In 2012, the electoral battle lines were clear: Democrats painted the race as a struggle between a dynamic incumbent and a lesser GOP foe, while Republicans made it a referendum on the president and his health care law. It’s a playbook that both parties are reaching into for the 2014 midterm election, with Republicans and Democrats both looking to expand their influence on Capitol Hill.

In recent days, President Barack Obama has made a point of highlighting his own proposals as a means of arguing that Republicans don’t just have a bad plan – they have no plans.

While delivering remarks on poverty, inequality and the decreasing economic mobility of the middle class, President Obama declares that ‘we are a better country than this’ and these injustices should compel citizens to action.
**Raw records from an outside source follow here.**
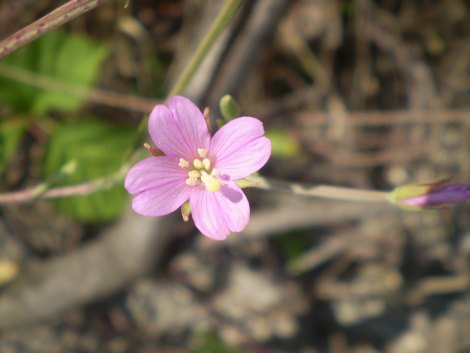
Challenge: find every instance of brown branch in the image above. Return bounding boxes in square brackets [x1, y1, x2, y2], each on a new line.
[0, 0, 109, 60]
[0, 169, 126, 204]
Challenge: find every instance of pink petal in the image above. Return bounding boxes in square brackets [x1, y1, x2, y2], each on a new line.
[190, 181, 250, 240]
[209, 117, 271, 180]
[125, 156, 190, 216]
[148, 96, 210, 159]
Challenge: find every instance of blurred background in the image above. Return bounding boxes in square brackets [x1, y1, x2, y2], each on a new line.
[0, 0, 469, 352]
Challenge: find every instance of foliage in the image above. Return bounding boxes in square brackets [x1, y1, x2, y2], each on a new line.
[0, 29, 109, 114]
[265, 129, 300, 159]
[191, 332, 243, 353]
[43, 119, 134, 222]
[0, 118, 26, 173]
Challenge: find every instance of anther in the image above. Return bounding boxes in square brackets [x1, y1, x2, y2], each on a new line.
[193, 159, 203, 169]
[202, 158, 211, 171]
[185, 178, 199, 186]
[188, 170, 201, 178]
[179, 158, 189, 168]
[197, 148, 207, 158]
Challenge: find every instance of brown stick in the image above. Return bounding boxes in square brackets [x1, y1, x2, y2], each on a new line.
[0, 0, 109, 60]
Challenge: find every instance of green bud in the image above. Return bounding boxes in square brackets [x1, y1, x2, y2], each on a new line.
[219, 95, 241, 121]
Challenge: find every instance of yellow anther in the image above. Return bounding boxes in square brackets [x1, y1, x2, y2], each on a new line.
[179, 158, 189, 168]
[197, 148, 207, 158]
[188, 170, 201, 178]
[185, 178, 199, 186]
[202, 158, 211, 171]
[193, 159, 203, 169]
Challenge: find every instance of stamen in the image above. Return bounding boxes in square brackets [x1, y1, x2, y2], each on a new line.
[179, 158, 189, 168]
[186, 178, 199, 186]
[193, 159, 203, 169]
[188, 170, 201, 178]
[202, 158, 211, 171]
[197, 148, 207, 158]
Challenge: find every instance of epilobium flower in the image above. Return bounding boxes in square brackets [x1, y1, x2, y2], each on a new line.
[125, 96, 271, 240]
[389, 179, 470, 210]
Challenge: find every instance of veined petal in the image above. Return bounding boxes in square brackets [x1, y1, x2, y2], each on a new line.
[125, 156, 190, 216]
[190, 181, 250, 240]
[125, 156, 186, 195]
[131, 182, 191, 217]
[148, 96, 210, 159]
[209, 117, 271, 180]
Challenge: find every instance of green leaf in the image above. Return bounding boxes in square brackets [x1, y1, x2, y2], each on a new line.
[265, 128, 300, 158]
[43, 119, 134, 222]
[0, 118, 26, 173]
[0, 30, 109, 114]
[192, 332, 242, 353]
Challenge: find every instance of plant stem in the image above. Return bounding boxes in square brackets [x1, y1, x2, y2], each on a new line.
[250, 176, 390, 202]
[125, 0, 242, 159]
[0, 166, 128, 204]
[0, 63, 156, 113]
[0, 0, 109, 60]
[167, 0, 242, 97]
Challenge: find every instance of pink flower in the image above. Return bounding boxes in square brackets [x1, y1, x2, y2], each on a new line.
[125, 96, 271, 240]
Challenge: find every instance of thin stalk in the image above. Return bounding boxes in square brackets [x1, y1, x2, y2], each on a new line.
[250, 176, 390, 202]
[125, 0, 242, 159]
[167, 0, 242, 97]
[0, 0, 109, 60]
[0, 166, 128, 204]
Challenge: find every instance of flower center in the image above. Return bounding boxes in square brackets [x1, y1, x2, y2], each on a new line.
[179, 148, 220, 192]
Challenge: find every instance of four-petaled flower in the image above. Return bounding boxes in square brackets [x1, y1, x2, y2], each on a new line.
[125, 96, 271, 240]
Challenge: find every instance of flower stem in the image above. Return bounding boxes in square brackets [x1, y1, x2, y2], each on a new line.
[167, 0, 242, 97]
[0, 0, 109, 60]
[250, 176, 390, 203]
[125, 0, 242, 160]
[0, 166, 127, 204]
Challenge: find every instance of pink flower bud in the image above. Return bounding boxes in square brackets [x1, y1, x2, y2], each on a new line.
[389, 179, 470, 210]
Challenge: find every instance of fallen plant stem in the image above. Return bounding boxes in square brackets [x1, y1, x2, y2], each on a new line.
[0, 0, 109, 60]
[0, 166, 128, 204]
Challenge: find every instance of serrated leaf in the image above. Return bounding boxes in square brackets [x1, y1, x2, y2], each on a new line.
[43, 119, 134, 222]
[0, 30, 109, 114]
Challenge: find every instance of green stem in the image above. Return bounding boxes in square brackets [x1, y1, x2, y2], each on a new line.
[167, 0, 242, 97]
[250, 176, 390, 203]
[125, 0, 242, 160]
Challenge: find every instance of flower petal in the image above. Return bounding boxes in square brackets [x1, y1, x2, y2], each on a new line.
[190, 181, 250, 240]
[209, 117, 271, 180]
[148, 96, 210, 159]
[125, 156, 185, 194]
[125, 156, 190, 216]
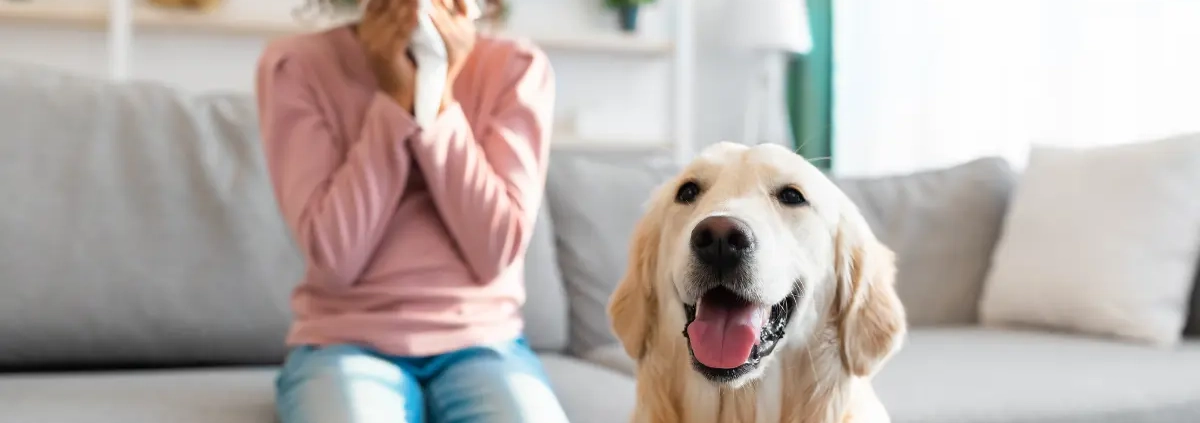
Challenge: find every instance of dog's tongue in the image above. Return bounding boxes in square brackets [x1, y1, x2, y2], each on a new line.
[686, 298, 766, 369]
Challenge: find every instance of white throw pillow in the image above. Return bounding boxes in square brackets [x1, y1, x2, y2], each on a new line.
[979, 133, 1200, 346]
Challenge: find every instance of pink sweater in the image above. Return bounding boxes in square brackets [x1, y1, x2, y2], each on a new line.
[255, 26, 554, 357]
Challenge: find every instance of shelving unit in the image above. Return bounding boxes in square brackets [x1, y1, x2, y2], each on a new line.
[0, 0, 693, 161]
[0, 2, 674, 54]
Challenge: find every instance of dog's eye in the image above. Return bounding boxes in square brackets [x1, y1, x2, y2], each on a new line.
[776, 187, 807, 206]
[675, 181, 701, 204]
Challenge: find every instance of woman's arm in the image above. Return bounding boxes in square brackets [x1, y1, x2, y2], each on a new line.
[256, 44, 419, 289]
[408, 45, 555, 283]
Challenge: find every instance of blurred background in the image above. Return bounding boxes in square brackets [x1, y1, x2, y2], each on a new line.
[3, 0, 1199, 174]
[1, 1, 1199, 422]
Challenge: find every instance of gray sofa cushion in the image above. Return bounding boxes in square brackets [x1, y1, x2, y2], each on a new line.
[576, 328, 1200, 423]
[522, 206, 570, 352]
[545, 152, 678, 356]
[0, 354, 635, 423]
[540, 354, 637, 423]
[583, 344, 637, 376]
[833, 158, 1016, 326]
[0, 368, 277, 423]
[564, 328, 1200, 423]
[874, 328, 1200, 423]
[1187, 258, 1200, 336]
[0, 64, 302, 368]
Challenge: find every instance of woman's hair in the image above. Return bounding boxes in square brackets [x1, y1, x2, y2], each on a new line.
[295, 0, 505, 23]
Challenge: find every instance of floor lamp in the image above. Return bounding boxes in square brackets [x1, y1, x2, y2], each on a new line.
[728, 0, 813, 147]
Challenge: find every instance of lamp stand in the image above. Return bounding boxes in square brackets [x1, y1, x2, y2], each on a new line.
[741, 51, 793, 148]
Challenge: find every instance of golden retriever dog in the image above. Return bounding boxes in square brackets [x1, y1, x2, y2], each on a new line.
[607, 142, 907, 423]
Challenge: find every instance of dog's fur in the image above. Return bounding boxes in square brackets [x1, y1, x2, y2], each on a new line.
[607, 142, 907, 423]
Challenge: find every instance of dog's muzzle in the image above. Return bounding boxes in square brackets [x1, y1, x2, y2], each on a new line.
[690, 215, 755, 276]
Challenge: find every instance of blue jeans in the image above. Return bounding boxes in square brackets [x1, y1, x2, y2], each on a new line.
[275, 337, 570, 423]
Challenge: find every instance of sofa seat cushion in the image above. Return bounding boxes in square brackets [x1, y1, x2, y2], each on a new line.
[567, 328, 1200, 423]
[0, 368, 277, 423]
[0, 354, 634, 423]
[874, 328, 1200, 423]
[540, 354, 637, 422]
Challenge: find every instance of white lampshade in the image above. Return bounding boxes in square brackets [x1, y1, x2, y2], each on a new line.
[725, 0, 813, 54]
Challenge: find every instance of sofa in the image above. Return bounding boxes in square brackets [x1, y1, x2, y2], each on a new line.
[1, 60, 1198, 423]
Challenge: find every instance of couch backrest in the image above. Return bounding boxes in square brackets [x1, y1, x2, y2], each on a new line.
[535, 151, 1200, 358]
[1186, 257, 1200, 335]
[543, 152, 679, 356]
[835, 158, 1018, 326]
[0, 63, 298, 369]
[537, 153, 1026, 358]
[0, 61, 568, 370]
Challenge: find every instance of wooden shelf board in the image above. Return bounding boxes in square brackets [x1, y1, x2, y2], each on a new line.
[0, 1, 106, 29]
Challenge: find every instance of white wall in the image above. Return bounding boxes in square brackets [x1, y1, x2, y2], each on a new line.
[0, 0, 755, 152]
[690, 0, 761, 149]
[832, 0, 1200, 176]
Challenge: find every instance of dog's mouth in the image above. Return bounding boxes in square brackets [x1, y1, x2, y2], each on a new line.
[682, 285, 801, 382]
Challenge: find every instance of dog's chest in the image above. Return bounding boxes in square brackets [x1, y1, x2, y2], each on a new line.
[679, 366, 786, 423]
[753, 364, 784, 423]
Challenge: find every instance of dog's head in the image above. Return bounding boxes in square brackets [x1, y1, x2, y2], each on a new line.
[608, 142, 906, 388]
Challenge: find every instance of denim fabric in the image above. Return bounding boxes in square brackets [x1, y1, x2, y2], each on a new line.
[275, 337, 569, 423]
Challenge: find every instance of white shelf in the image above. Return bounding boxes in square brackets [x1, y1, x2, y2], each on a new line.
[552, 133, 671, 152]
[513, 32, 672, 55]
[1, 0, 693, 158]
[0, 1, 673, 55]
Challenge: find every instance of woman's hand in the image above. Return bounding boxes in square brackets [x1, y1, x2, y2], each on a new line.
[358, 0, 419, 113]
[430, 0, 478, 111]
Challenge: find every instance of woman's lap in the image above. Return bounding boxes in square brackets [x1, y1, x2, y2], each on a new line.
[275, 338, 569, 423]
[276, 344, 424, 423]
[422, 337, 568, 423]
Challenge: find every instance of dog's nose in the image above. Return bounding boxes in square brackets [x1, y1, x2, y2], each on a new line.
[690, 216, 755, 272]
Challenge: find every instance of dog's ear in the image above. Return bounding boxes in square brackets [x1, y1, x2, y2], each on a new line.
[607, 203, 665, 361]
[833, 208, 907, 377]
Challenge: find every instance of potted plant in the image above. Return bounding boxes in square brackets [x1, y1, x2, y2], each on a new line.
[478, 1, 513, 33]
[605, 0, 656, 33]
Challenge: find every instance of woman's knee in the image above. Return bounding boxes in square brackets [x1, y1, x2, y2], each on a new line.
[275, 345, 423, 423]
[426, 341, 569, 423]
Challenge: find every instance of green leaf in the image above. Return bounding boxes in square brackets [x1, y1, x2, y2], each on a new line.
[604, 0, 657, 9]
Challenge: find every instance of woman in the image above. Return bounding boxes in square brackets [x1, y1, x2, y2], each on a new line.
[254, 0, 565, 421]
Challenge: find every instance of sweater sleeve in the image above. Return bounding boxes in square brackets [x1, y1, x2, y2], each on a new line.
[256, 46, 419, 289]
[407, 46, 555, 283]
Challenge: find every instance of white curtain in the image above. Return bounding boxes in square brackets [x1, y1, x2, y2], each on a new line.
[832, 0, 1200, 177]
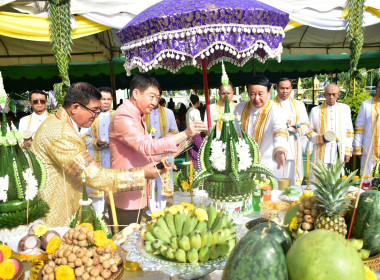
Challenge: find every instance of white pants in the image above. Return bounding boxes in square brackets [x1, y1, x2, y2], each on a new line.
[284, 160, 297, 186]
[148, 177, 167, 214]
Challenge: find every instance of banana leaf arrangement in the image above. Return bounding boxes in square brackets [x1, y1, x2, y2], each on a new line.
[0, 110, 49, 229]
[192, 95, 276, 202]
[372, 160, 380, 178]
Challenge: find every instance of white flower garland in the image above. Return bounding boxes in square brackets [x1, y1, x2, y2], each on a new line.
[235, 139, 252, 171]
[79, 199, 93, 206]
[22, 169, 38, 200]
[0, 175, 9, 202]
[209, 140, 226, 171]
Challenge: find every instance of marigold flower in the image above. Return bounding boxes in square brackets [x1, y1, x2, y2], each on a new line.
[34, 224, 48, 237]
[180, 202, 195, 212]
[79, 223, 94, 232]
[0, 245, 12, 260]
[93, 230, 108, 247]
[181, 181, 190, 191]
[105, 239, 117, 251]
[167, 205, 184, 215]
[289, 217, 299, 232]
[194, 208, 208, 222]
[55, 265, 75, 280]
[46, 236, 61, 254]
[0, 261, 15, 280]
[151, 210, 165, 220]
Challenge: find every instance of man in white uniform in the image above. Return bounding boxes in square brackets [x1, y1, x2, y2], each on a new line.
[19, 90, 50, 138]
[144, 90, 178, 213]
[204, 83, 235, 138]
[274, 78, 309, 185]
[307, 84, 353, 172]
[186, 94, 201, 126]
[234, 76, 287, 179]
[353, 79, 380, 175]
[81, 87, 114, 217]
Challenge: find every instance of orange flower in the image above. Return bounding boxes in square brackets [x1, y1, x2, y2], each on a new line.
[55, 265, 75, 280]
[46, 236, 61, 254]
[0, 261, 16, 280]
[105, 239, 117, 251]
[93, 230, 108, 247]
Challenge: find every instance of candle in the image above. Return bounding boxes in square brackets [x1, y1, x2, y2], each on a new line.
[189, 160, 193, 187]
[306, 150, 310, 179]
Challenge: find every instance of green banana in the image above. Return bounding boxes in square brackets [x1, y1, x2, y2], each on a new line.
[211, 231, 222, 246]
[145, 231, 156, 242]
[164, 213, 177, 237]
[159, 245, 168, 256]
[156, 217, 173, 238]
[207, 204, 217, 229]
[209, 244, 221, 260]
[211, 212, 225, 233]
[166, 247, 176, 260]
[170, 236, 178, 250]
[174, 212, 187, 236]
[175, 248, 187, 263]
[152, 239, 165, 250]
[186, 248, 199, 264]
[194, 221, 207, 234]
[153, 249, 161, 255]
[182, 216, 198, 236]
[219, 242, 230, 257]
[199, 246, 210, 262]
[152, 225, 171, 244]
[227, 238, 236, 252]
[201, 230, 213, 247]
[144, 241, 154, 253]
[178, 235, 191, 251]
[190, 232, 202, 250]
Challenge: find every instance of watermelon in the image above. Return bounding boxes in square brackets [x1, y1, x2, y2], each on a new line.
[283, 204, 299, 233]
[222, 224, 288, 280]
[347, 190, 380, 256]
[250, 221, 292, 254]
[286, 229, 365, 280]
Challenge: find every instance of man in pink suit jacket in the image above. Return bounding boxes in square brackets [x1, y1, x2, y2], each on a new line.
[108, 74, 206, 226]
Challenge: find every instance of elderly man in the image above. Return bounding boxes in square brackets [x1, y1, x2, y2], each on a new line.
[19, 89, 50, 137]
[274, 78, 309, 185]
[144, 89, 178, 214]
[81, 86, 114, 217]
[204, 83, 235, 138]
[234, 75, 288, 179]
[353, 79, 380, 175]
[31, 82, 162, 227]
[307, 84, 354, 170]
[108, 73, 206, 225]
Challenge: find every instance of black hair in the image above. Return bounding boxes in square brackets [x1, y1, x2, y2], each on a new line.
[159, 98, 166, 106]
[63, 82, 102, 108]
[29, 90, 47, 101]
[130, 73, 161, 94]
[218, 82, 234, 91]
[190, 94, 199, 106]
[98, 87, 113, 94]
[247, 75, 271, 91]
[277, 78, 293, 88]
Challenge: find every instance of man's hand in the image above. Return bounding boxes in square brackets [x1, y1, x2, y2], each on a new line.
[275, 151, 286, 169]
[185, 121, 208, 138]
[344, 155, 351, 163]
[289, 128, 298, 135]
[96, 139, 108, 148]
[143, 161, 168, 179]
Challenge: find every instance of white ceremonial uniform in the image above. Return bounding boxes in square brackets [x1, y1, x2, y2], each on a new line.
[353, 97, 380, 176]
[80, 109, 114, 217]
[186, 107, 201, 127]
[144, 105, 178, 213]
[234, 100, 288, 179]
[274, 96, 309, 185]
[307, 102, 353, 171]
[19, 111, 49, 135]
[204, 100, 236, 138]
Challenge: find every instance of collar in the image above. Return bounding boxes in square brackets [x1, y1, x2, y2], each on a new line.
[327, 103, 336, 109]
[279, 97, 290, 103]
[125, 99, 143, 117]
[69, 116, 79, 132]
[32, 111, 48, 118]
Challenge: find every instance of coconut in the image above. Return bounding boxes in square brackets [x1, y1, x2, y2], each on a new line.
[17, 234, 41, 252]
[41, 230, 60, 250]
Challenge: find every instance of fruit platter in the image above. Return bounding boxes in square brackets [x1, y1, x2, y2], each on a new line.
[259, 201, 289, 223]
[123, 203, 243, 280]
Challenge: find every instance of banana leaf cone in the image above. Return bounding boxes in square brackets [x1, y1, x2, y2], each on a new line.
[175, 151, 192, 191]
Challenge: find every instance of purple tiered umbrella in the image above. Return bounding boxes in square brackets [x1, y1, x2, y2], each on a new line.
[117, 0, 289, 128]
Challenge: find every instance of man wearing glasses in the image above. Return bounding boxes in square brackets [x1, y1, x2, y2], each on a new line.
[31, 82, 164, 227]
[19, 89, 50, 137]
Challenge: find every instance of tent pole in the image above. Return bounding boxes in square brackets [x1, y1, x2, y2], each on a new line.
[109, 58, 117, 109]
[201, 58, 212, 130]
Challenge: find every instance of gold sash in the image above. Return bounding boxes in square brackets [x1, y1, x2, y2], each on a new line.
[372, 96, 379, 162]
[144, 105, 167, 136]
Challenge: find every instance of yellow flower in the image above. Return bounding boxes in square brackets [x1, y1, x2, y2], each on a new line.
[181, 202, 195, 212]
[149, 127, 157, 134]
[46, 236, 61, 254]
[79, 223, 94, 232]
[0, 261, 16, 280]
[93, 230, 108, 247]
[55, 265, 75, 280]
[0, 245, 12, 260]
[181, 181, 190, 191]
[151, 210, 165, 220]
[105, 239, 117, 251]
[167, 205, 184, 215]
[34, 224, 48, 237]
[364, 265, 376, 280]
[289, 217, 299, 232]
[194, 208, 208, 222]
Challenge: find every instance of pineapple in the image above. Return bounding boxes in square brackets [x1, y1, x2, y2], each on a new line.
[311, 159, 357, 238]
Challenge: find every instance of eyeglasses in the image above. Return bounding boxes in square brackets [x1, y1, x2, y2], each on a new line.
[32, 99, 47, 105]
[76, 103, 102, 117]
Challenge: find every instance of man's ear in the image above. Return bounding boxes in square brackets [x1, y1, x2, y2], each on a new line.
[70, 103, 80, 115]
[131, 89, 139, 100]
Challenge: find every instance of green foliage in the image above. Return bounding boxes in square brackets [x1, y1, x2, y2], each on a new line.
[348, 0, 365, 71]
[341, 89, 371, 123]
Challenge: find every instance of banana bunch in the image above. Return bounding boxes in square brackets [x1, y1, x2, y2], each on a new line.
[143, 204, 236, 264]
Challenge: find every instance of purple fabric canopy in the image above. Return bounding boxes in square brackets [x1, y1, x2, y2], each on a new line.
[117, 0, 289, 75]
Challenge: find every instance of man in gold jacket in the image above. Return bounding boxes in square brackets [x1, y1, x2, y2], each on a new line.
[31, 82, 163, 227]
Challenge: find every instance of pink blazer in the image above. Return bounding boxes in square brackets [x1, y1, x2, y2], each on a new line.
[107, 99, 178, 210]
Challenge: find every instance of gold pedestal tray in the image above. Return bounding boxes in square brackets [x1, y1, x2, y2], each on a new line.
[259, 202, 289, 224]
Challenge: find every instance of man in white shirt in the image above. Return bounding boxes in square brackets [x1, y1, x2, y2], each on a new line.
[144, 90, 178, 213]
[81, 87, 114, 217]
[353, 79, 380, 175]
[234, 76, 287, 179]
[186, 94, 201, 126]
[19, 90, 50, 138]
[204, 83, 235, 138]
[307, 84, 354, 171]
[274, 78, 309, 185]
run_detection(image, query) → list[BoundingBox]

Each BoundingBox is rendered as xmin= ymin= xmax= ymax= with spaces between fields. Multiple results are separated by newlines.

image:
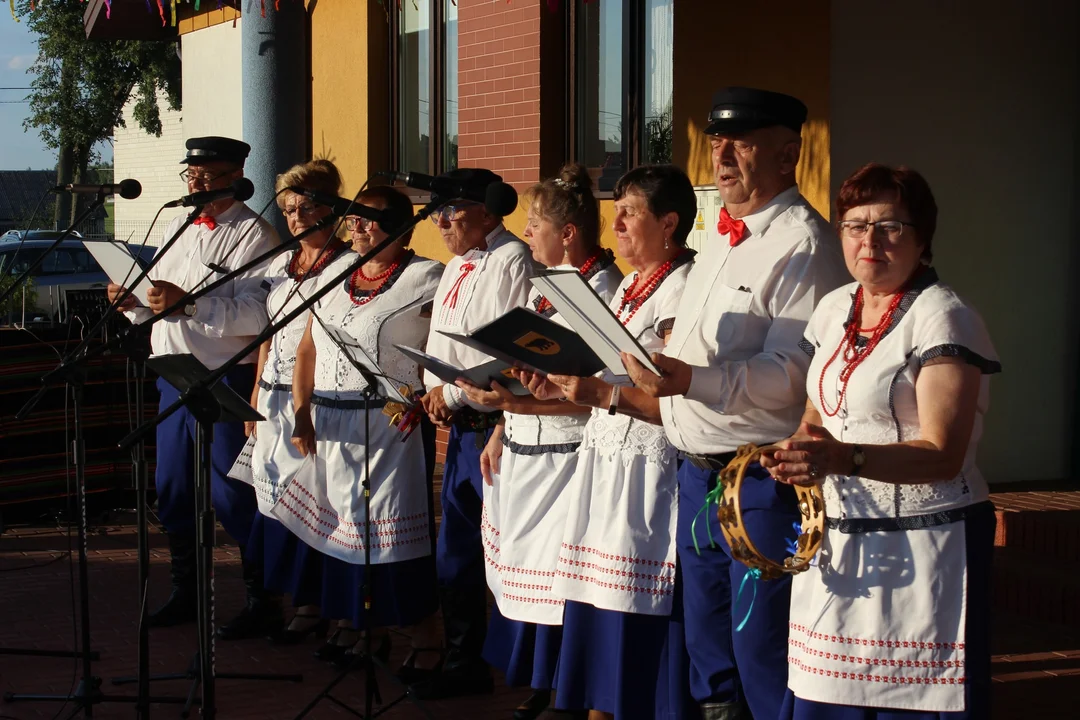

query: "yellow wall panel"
xmin=672 ymin=0 xmax=831 ymax=218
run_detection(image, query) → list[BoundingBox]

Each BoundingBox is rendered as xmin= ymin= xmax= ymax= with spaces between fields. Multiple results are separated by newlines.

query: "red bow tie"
xmin=717 ymin=207 xmax=747 ymax=247
xmin=193 ymin=216 xmax=217 ymax=231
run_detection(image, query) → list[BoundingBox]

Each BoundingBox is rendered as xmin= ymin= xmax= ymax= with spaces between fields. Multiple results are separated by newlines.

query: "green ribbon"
xmin=690 ymin=478 xmax=725 ymax=555
xmin=734 ymin=567 xmax=763 ymax=632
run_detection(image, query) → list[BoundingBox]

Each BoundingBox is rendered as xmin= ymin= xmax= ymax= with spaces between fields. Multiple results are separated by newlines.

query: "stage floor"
xmin=1 ymin=517 xmax=1077 ymax=719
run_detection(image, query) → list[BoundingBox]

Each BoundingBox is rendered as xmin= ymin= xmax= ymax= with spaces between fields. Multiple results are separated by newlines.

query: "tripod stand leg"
xmin=194 ymin=419 xmax=216 ymax=720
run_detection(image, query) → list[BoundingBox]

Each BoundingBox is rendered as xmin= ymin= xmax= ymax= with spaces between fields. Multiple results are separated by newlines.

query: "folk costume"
xmin=271 ymin=252 xmax=444 ymax=629
xmin=781 ymin=270 xmax=1000 ymax=719
xmin=481 ymin=249 xmax=623 ymax=691
xmin=124 ymin=136 xmax=280 ymax=629
xmin=552 ymin=253 xmax=693 ymax=720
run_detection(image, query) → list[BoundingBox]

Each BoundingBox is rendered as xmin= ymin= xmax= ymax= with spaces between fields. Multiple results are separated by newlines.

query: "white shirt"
xmin=660 ymin=186 xmax=849 ymax=454
xmin=124 ymin=201 xmax=280 ymax=368
xmin=423 ymin=224 xmax=537 ymax=412
xmin=806 ymin=271 xmax=1001 ymax=519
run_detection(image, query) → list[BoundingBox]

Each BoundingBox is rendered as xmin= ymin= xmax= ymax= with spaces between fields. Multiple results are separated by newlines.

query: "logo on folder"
xmin=514 ymin=332 xmax=560 ymax=356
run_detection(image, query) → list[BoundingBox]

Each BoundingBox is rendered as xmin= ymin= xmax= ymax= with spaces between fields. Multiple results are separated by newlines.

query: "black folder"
xmin=439 ymin=307 xmax=606 ymax=379
xmin=394 ymin=344 xmax=531 ymax=395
“You owe it to the American people to tell us what you are for, not just what you’re against,” the president said earlier this month in an economic speech that foreshadowed one of the key narratives of the 2014 campaign. “That way we can have a vigorous and meaningful debate.”

Republicans, in turn, have been resurgent in recent weeks after stumbling through a government shutdown for which many Americans had blamed them. The GOP’s been resuscitated by the troubled launch of insurance markets under the Affordable Care Act, an animating issue for the party during their 2010 charge to power in Congress.

But it’s unclear whether Republicans can find success next fall simply by highlighting their opposition to Obama and his signature health reform law. If they were to opt for such a strategy, they would essentially follow in the footsteps of GOP nominee Mitt Romney, whose attempt to transform last year’s presidential election into a referendum on Obama ended up being a losing strategy.

“I think it’s more than enough to make it a referendum on [Obama],” Republican pollster Jim McLaughlin said of the GOP’s 2014 strategy. “The White House is driving the agenda and the agenda’s not popular.”

Republicans appear to be sensitive, though, to perceptions that they have accomplished little during their second term in control of the House. As congressional productivity hit record lows, House Speaker John Boehner, R-Ohio, took to the House floor on Tuesday to highlight the 150 or so (mostly partisan) bills approved by the House that have died in the Sente.

“Every single one of these bills has been blocked by Washington Democrats,” Boehner said. “The Senate and the president continue to stand in the way of the people’s priorities.”